Mesmo com as distâncias reduzidas pelas redes virtuais, o músico e designer Diego Neves identifica barreiras que impedem a livre circulação. “No Spotify é fácil colocar uma música. Mas para fazer sua música chegar a mais pessoas é preciso inseri-la em uma playlist grande e famosa. Para isso é preciso brigar muito. Sou da época em que a MTV fez esse papel de mediador. Vi bandas que cresceram nesse movimento e que já não existem na era digital. Os artistas ganharam espaço para produzir, e ao mesmo tempo ganharam a responsabilidade de eles mesmos fazerem com que o negócio decole. Isso dificulta muito todo o processo”, comenta, citando a necessidade de investimento de grandes cifras e longas horas. Para Daniel Valentim, a realidade conforma novos nichos. “A gente tem que esquecer essa ideia de tiragem grande. Seu livro de poemas ou seu romance vão vender a quantidade de amigos e parentes próximos que você tem. Não tem a ver com a qualidade do texto: você pode ganhar o Prêmio Oceanos (um dos mais importantes em língua portuguesa) que seus poemas vão encalhar da mesma maneira. Artisticamente, a ideia deve ser produzir o livro e colocá-lo na roda. Com 50 cópias você já faz isso. Financeiramente, não vale a pena pensar nisso”, pontua.
Gritar na cara do medo
“Historicamente”, ressalta Diego Neves, “os momentos de retaliação à cultura são muito produtivos”. E com os ombros tensos, artistas criam. Laura Conceição vai por caminho parecido. “A cultura do hip hop sempre foi excluída de vários eventos e editais. É cultura de resistência. Agora sofremos mais do que o normal, mas vejo como um momento de inspiração, em que surge uma necessidade muito grande de resistir. Por mais que esse seja um tempo infértil para a cultura, com muitos cortes, é um momento em que a produção do hip hop está muito acentuada. Estamos fazendo discos e o cenário nacional está muito fortalecido. Acabamos fazendo o que sempre fazemos: resistimos”, alerta, para logo acrescentar: “O artista independente é aquele que de fato resiste, falando o que quer e precisa, livre de amarras criativas. Ao mesmo tempo, vive a instabilidade”.
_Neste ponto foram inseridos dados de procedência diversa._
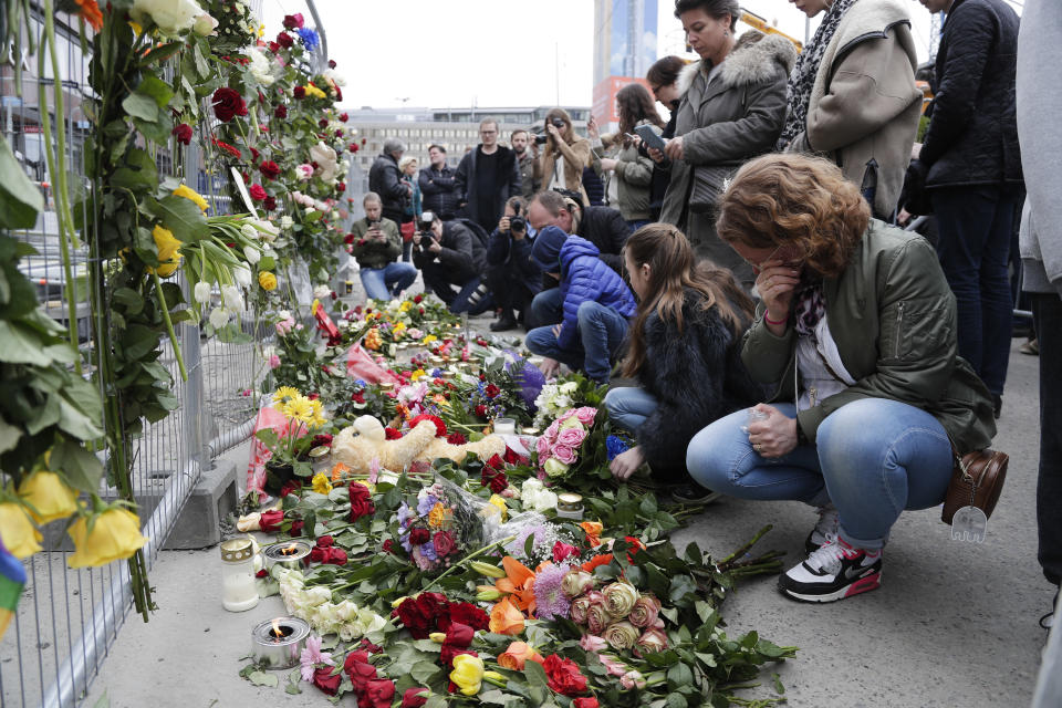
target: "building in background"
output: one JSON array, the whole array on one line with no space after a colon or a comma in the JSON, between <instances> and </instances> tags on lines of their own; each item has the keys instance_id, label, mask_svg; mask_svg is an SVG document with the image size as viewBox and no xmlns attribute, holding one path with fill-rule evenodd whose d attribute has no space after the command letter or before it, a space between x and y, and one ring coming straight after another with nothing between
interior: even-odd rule
<instances>
[{"instance_id":1,"label":"building in background","mask_svg":"<svg viewBox=\"0 0 1062 708\"><path fill-rule=\"evenodd\" d=\"M648 88L656 61L657 0L594 0L594 119L603 132L620 126L616 92L631 83Z\"/></svg>"}]
</instances>

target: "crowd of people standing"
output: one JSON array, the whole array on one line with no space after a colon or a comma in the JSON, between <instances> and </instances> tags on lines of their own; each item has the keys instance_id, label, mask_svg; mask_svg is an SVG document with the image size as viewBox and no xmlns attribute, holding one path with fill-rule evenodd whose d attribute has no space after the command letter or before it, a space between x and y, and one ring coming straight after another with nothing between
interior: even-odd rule
<instances>
[{"instance_id":1,"label":"crowd of people standing","mask_svg":"<svg viewBox=\"0 0 1062 708\"><path fill-rule=\"evenodd\" d=\"M1022 105L1022 67L1060 51L1062 11L1040 3L1033 28L1027 13L1019 46L1003 0L920 0L946 13L925 108L909 3L789 1L822 15L800 53L739 35L737 0L676 0L699 60L664 58L621 90L615 134L591 119L583 137L553 108L504 146L488 118L456 168L435 145L419 175L386 142L353 244L366 291L408 284L383 262L408 235L426 287L529 330L546 375L608 383L618 364L634 385L605 405L637 445L614 476L647 465L678 499L811 504L808 559L779 587L829 602L878 587L899 513L939 504L954 456L996 433L1034 165L1021 258L1053 376L1039 521L1058 585L1062 219L1043 185L1059 150L1027 143L1059 145L1050 111ZM899 228L913 215L935 219L933 244Z\"/></svg>"}]
</instances>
“Desde que comecei a fazer meus filmes estudei diversos cenários, e cheguei à conclusão que se você depender de leis de incentivo você está literalmente f*****!”, diz o cineasta, editor e colorista Luciano Azevedo, superpremiado com os dois curtas-metragens de de sua trilogia “Cabrito”, cuja terceira e última produção será rodada em março, em parceria com produtoras cariocas. “Sempre busquei o cenário de coproduções fora do meio governamental. Fazer cinema já é difícil, e quando se trata de filmes de terror, as pessoas torcem o nariz. Esse desafio é o maior combustível para fazer mais e mais projetos”, pontua ele, que para seu primeiro filme gastou menos de R$ 2 mil e ganhou troféus no Brasil e no exterior. “Conheci várias pessoas em festivais e viagens que hoje são grandes parceiros e viraram grandes amigos. Trabalhamos em várias produções aqui e fora do país. Isso é que me faz querer produzir mais e mais. Um dia estou aqui, e no outro estou no meio do Oceano Atlântico gravando um documentário. É surreal! É como dizem: ‘O audiovisual te proporciona tempos de cólera e tempos de glória!'”
Produzir e circular
Concordando com o momento de grande produção artística, Guilherme Melich aponta para a exposição “Obsessões plásticas”, que toma o Centro Cultural Bernardo Mascarenhas até este domingo, reunindo mais de 130 artistas visuais de Juiz de Fora. A produção, contudo, precisa ser escoada, defende ele. “Produzir e não circular é desestimulante”, assegura o artista visual. “Ano passado eu estava em um ritmo mais lento, muito por conta da falta de perspectivas locais. Tentei fazer contatos fora e enviei um projeto para o Museu de Arte Murilo Mendes, de uma exposição na qual retrato os artistas que retrataram o Murilo Mendes. O projeto foi aprovado e a exposição deve acontecer, o que me deu uma impulsionada. Estou a todo vapor no ateliê por conta disso”, conta.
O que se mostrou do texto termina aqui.